Time and again, researchers have illustrated the negative impacts of the digital divide, particularly on the students with the greatest need: those from lower-income, rural, and racial minority communities as well as those with learning differences.

Still, solving the digital divide will not in itself create digital equity.

A critical condition for an equitable education, digital equity spans a broader context than just access to sufficient devices and high-speed internet. As a framework, it calls on educators and leaders to ensure that all students have access to and ownership of the tools that best support them as learners; opportunities to develop the skills and competencies required to best take advantage of these digital resources; and a deep understanding of not simply using these tools—but using them to engage with learning experiences that are targeted, authentic, relevant, socially connected, and growth-oriented.

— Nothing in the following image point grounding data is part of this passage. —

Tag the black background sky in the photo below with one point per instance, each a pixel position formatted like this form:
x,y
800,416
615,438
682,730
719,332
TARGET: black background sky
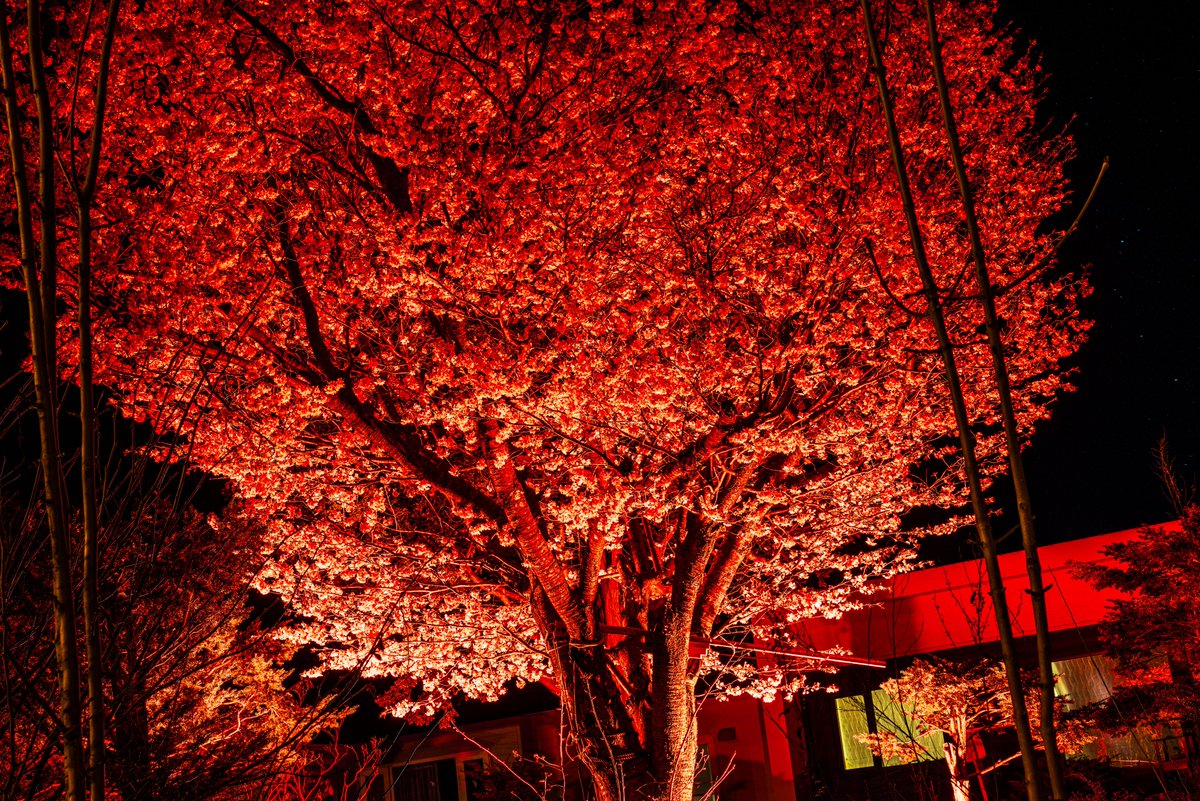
x,y
1126,78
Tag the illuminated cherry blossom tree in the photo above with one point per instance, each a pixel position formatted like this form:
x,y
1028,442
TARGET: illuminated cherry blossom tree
x,y
553,341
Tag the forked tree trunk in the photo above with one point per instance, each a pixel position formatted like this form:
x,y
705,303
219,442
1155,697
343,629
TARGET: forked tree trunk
x,y
618,763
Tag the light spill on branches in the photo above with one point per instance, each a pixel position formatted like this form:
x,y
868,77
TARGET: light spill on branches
x,y
517,324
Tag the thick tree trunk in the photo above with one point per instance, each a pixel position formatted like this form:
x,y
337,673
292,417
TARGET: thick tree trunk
x,y
621,764
960,784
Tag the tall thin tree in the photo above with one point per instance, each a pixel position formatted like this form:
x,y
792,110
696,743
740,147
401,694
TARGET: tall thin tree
x,y
966,441
40,270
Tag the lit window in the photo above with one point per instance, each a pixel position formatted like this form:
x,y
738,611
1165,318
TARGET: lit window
x,y
874,714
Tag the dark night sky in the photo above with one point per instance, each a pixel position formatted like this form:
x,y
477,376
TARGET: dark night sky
x,y
1129,76
1126,77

For those districts just starting their digital equity journey, it can be tempting to stay focused on technology infrastructure. However, as others who have been on this path for a while can attest, the real digital equity work is only just beginning once students and teachers have sufficient access.

At The Learning Accelerator, a national nonprofit that promotes innovation in education, we recognize the challenges facing school and district leaders as they wrestle with the nuance and complexity of digital equity, and we created a Digital Equity Guide to support concrete, actionable conversations that lead to coherent plans.

Understanding that every school and district will take a different path toward their realization of digital equity, depending on their context and culture, we recommend an iterative, ongoing process which includes six key steps.

  1. Assemble a digital equity team to bring a diversity of perspectives, ideas, and experiences to the table. Make sure that your team represents those who are most affected by issues pertaining to digital equity: students, teachers, school and academic leaders, and the technology team.
  2. Examine existing practices, resources, and needs. Yes, digital equity is more than just a focus on digital access, but meaningful conversations cannot begin if students and teachers do not have foundational access to laptops or tablets that can connect to the internet (i.e. more than just relying on student mobile phones and data plans) as well as procedures to protect student privacy and security.
  3. Develop a concrete shared vision for teaching and learning with technology so that educators, students, and broader community members understand the greater purpose behind digital equity efforts.
  4. Identify areas for improvement through honest self-assessment to identify where you are currently compared to where you hope to be. By identifying ways to move your efforts forward along a continuum from foundational to advanced, you can work as a team to fundamentally improve digital equity in your system.
  5. Take action. Whether tackling challenges around digital access or making improvements to classroom practice, engage in reflection and planning to more coherently identify areas of improvement and then plan hops, skips, or leaps forward.
  6. Begin again. As new technologies and opportunities emerge, so too will new digital equity challenges. School communities must continue to foster productive dialogue within leadership teams in an iterative manner to fully realize the promise of the learning opportunities that could be possible.

Of course, access to high-speed internet and sufficient devices is important, but we shouldn’t wait to have the boxes and wires in place before considering the broader implications of connectivity on student learning. At this precise moment, school leaders have the opportunity to seize on the new infrastructure funding and political momentum to improve the learning experiences and opportunities for all students—and we encourage them to take it.